Uri Caine volta a liderar trio acústico no CD ‘Siren’
Do incrível pianista Uri Caine pode-se esperar tudo. A discografia desse virtuose do teclado, de sólida formação clássica e jazzística (foi aluno do mestre francês Bernard Peiffer) registra “viagens” fascinantes pelos planetas de Bach (Variações Goldberg, CD duplo de 2000), Mahler (Urlicht/Primal light, 1998), Mozart (Plays Mozart, 2006) e de outros compositores eruditos.
Não se trata de confortáveis variações, em tempo de jazz, a partir de material do repertório clássico, como aquelas do trio Play Bach do pianista Jacques Loussier. São transformações totalmente originais da temática de Bach, Mozart, Mahler & Cia, que incluem momentos de improvisação livre — às vezes num clima celebratório de música “klezmer” — com a participação de solistas também não ortodoxos, como Dave Douglas (trompete), Mark Feldman (violino), Don Byron (clarinete). E a até do DJ Olive.
Caine, 55 anos, nascido na Filadélfia, também navega nas ondas da fusão jazzística eletrônica com backbeat, na liderança de sua banda Bedrock, com a qual já gravou — sempre para o selo Winter & Winter — os álbuns Shelf-life (2005) e Bedrock 3 (2003). E já andou até pelas escolas de samba e morros do Rio de Janeiro, em 2001, na companhia de Paulo Braga (bateria) e Jorge Helder (baixo), com os quais gravou o álbum Rio.
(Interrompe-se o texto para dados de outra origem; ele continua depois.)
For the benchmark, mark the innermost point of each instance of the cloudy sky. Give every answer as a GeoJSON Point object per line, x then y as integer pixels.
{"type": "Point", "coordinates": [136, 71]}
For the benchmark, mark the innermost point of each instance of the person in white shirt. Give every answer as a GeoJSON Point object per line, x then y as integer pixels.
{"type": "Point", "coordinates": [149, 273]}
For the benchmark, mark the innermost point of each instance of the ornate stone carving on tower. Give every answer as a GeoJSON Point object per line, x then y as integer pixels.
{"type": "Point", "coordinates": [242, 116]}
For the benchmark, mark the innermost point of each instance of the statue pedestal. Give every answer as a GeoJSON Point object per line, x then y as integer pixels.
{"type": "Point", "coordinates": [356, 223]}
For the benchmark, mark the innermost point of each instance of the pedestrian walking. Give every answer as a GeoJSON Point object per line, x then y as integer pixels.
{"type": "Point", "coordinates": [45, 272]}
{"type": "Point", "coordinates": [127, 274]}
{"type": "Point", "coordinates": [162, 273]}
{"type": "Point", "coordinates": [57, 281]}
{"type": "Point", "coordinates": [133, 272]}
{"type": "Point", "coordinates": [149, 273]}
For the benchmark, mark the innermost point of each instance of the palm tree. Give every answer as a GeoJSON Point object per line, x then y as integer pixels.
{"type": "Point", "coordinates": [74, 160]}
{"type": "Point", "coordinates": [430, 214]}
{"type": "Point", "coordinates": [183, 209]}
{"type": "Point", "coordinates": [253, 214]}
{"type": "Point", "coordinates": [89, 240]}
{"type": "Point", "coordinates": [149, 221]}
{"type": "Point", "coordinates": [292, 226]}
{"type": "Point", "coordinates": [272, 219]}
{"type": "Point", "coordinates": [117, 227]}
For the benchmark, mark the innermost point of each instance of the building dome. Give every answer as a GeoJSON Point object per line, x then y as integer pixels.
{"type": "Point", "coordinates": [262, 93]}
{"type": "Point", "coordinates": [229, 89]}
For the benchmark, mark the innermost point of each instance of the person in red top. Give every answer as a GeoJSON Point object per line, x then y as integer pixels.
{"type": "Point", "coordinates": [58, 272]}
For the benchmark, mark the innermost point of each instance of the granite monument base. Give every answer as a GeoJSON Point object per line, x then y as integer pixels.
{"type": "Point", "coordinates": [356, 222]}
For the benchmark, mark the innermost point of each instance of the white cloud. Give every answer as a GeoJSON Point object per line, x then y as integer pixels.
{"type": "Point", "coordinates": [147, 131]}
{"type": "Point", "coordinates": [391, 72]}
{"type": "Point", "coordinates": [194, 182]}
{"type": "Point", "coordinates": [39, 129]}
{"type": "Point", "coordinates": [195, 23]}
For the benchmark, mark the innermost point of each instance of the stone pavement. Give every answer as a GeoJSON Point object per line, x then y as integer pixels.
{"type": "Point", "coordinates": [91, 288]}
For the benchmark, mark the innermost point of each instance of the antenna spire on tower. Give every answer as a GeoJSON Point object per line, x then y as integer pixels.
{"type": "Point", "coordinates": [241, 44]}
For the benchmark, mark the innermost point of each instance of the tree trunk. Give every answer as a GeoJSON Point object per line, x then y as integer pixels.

Assim, era de se esperar que, de repente, ele reaparecesse em disco à frente da formação padrão do jazz trio, o que não ocorria há mais de sete anos, quando a etiqueta alemã lançou o CD Uri Caine Trio live at the Village Vanguard (com Drew Gress, baixo; Ben Perowsky, bateria), gravado em maio de 2003.
O mais recente álbum do Uri Caine Trio intitula-se Siren (Winter & Winter, é claro), e foi gravado em setembro do ano passado. Perowsky continua supremo na bateria, e Gress é substituído à altura pelo também primoroso John Hébert. Das 12 faixas do disco, apenas uma — On Green Dolphin Street (5m50), desenvolvida em tempo veloz — não é assinada pelo pianista.
O telepático interplay do trio é evidente logo na primeira peça, Tarshish (2m20), em ritmo sempre lépido, variando entre 2/4, 5/8, 4/4 e 6/8. Interloper (4m15) e Crossbow (4m15) são pontuadas por arpejos saltitantes e clusters à la Don Pullen, com Perowsky respondendo sem titubeios, nas caixas e nos pratos, às provocações do líder.
A faixa-título (4m45) tem inspiração e tratamento minimalistas, com realce para o suculento solo do baixista. Foolish me (4m30) é de temperamento romântico, desenvolvida com articulação e toucher apropriados para um prelúdio de Chopin. A percussiva Succubus (4m20) e Hazy lazy crazy (4m30) — um blues bem assimétrico, pós-monkiano — contêm também inspirados solos de Hébert. Smelly (5m15) é de feição especulativa e harmonicamente politonal.
A última faixa do CD é Manual Defile (4m15). Não há, nas liner notes, nenhuma explicação do significado do título da peça, interpretada em tempo rápido, com batida variando em torno do 6/8, mais caribenha do que ibérica. Será que a inspiração veio de algum tema do grande compositor espanhol Manuel De Falla (1876-1946)? Ou defile é mesmo a palavra inglesa para desfiladeiro, ou passagem estreita?